Result: In the alpha/delta group, ground glass opacities were seen in 75.2% (112) of the patients, consolidation in 2.7% (4), and both findings together in 6.0% (9). In the Omicron group, ground glass was seen in 40.5% (66), consolidation in 5.5% (9), and both ground glass and consolidation together in 8.7% (13) (p< 0.001). Procalcitonin levels were 0.25 µg/L or higher in 29.6% and 43.9% of the patients in the alpha/delta and Omicron groups, respectively. Mean PCT values were 0.36 µg/L and 1.93 µg/L, respectively (p> 0.05). CRP levels were similar in both groups. Mean LDH level in the Omicron group was 278 U/L and was significantly lower than the alpha/delta group (381 U/L) (p< 0.001). The proportion of patients requiring intensive care during hospitalization was higher in the alpha/delta group (36.2% vs 26.4%) (p= 0.06).

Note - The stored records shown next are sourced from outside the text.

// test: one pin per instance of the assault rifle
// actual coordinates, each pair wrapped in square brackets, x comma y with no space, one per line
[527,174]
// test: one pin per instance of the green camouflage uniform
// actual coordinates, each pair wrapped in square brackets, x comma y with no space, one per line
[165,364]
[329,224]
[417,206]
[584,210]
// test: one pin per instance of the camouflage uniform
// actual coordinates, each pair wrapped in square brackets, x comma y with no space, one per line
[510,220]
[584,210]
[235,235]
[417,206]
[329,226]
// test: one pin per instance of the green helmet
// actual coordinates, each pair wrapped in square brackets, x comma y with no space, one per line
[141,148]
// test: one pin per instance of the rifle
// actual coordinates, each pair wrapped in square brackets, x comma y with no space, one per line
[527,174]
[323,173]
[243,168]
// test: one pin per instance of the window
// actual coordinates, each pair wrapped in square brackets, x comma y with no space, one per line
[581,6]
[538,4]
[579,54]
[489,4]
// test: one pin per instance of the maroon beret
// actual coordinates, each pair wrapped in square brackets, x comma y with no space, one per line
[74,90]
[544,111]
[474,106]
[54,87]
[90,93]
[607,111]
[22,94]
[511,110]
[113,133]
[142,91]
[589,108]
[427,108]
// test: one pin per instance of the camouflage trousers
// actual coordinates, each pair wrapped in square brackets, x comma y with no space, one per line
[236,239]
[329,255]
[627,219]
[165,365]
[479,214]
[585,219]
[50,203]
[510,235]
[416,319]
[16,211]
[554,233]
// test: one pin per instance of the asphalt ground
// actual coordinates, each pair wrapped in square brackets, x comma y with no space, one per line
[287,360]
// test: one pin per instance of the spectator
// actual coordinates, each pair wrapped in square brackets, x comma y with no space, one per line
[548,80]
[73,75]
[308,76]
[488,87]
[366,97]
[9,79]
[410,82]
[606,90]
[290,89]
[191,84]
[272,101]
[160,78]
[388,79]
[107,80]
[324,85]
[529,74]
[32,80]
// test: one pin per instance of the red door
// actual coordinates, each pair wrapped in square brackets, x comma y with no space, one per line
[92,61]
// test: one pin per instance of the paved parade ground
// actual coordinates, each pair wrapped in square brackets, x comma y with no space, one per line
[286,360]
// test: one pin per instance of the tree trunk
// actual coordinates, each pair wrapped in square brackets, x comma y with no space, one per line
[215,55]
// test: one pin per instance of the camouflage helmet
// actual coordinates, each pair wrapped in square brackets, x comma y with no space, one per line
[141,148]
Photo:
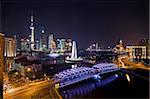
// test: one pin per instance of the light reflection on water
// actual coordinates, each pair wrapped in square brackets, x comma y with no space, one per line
[86,88]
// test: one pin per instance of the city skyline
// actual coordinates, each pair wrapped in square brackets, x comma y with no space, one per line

Conclusions: Lower LDH levels, less need for intensive care and less frequent development of ARDS indicate that Omicron causes milder disease, while a higher rate of consolidation and higher procalcitonin levels suggest a higher frequency of bacterial co-infections.

奥米克感染是否经常与细菌合并感染有关?
导言:临床观察表明,奥米克龙感染可能表现出不同的影像学结果,并且更常与细菌合并感染相关,但目前公开发表的数据还很少。本研究旨在比较奥米克龙感染与α-δ感染住院患者的临床和影像学结果:研究纳入了 2021 年 1 月 1 日至 2021 年 6 月 30 日(α 和 δ 期)和 2022 年 1 月 1 日至 2022 年 7 月 31 日(Omicron 期)期间,分别在一家三级医疗中心的 COVID-19 病房和重症监护室随访的 149 名和 163 名 COVID-19 PCR 阳性患者。比较了两组患者的临床(发热和脓痰)、实验室和放射学结果。此外,还对痰培养结果和抗生素使用情况进行了评估:在α/δ组中,75.2%(112 人)的患者出现磨玻璃不透明,2.7%(4 人)的患者出现合并症,6.0%(9 人)的患者同时出现这两种结果。在 Omicron 组中,40.5%(66 人)的患者出现玻璃钙化,5.5%(9 人)的患者出现巩固性玻璃钙化,8.7%(13 人)的患者同时出现玻璃钙化和巩固性玻璃钙化(P< 0.001)。α/δ组和 Omicron 组分别有 29.6% 和 43.9% 的患者的降钙素原水平达到或超过 0.25 µg/L。PCT 平均值分别为 0.36 微克/升和 1.93 微克/升(P> 0.05)。两组的 CRP 水平相似。Omicron 组的 LDH 平均水平为 278 U/L,明显低于 alpha/delta 组(381 U/L)(p< 0.001)。住院期间需要重症监护的患者比例在 alpha/delta 组更高(36.2% vs 26.4%)(p= 0.06):结论:较低的 LDH 水平、较少的重症监护需求和较少的 ARDS 发生率表明,Omicron 引起的疾病较轻,而较高的合并率和较高的降钙素原水平表明细菌合并感染的频率较高。
本文章由计算机程序翻译,如有差异,请以英文原文为准。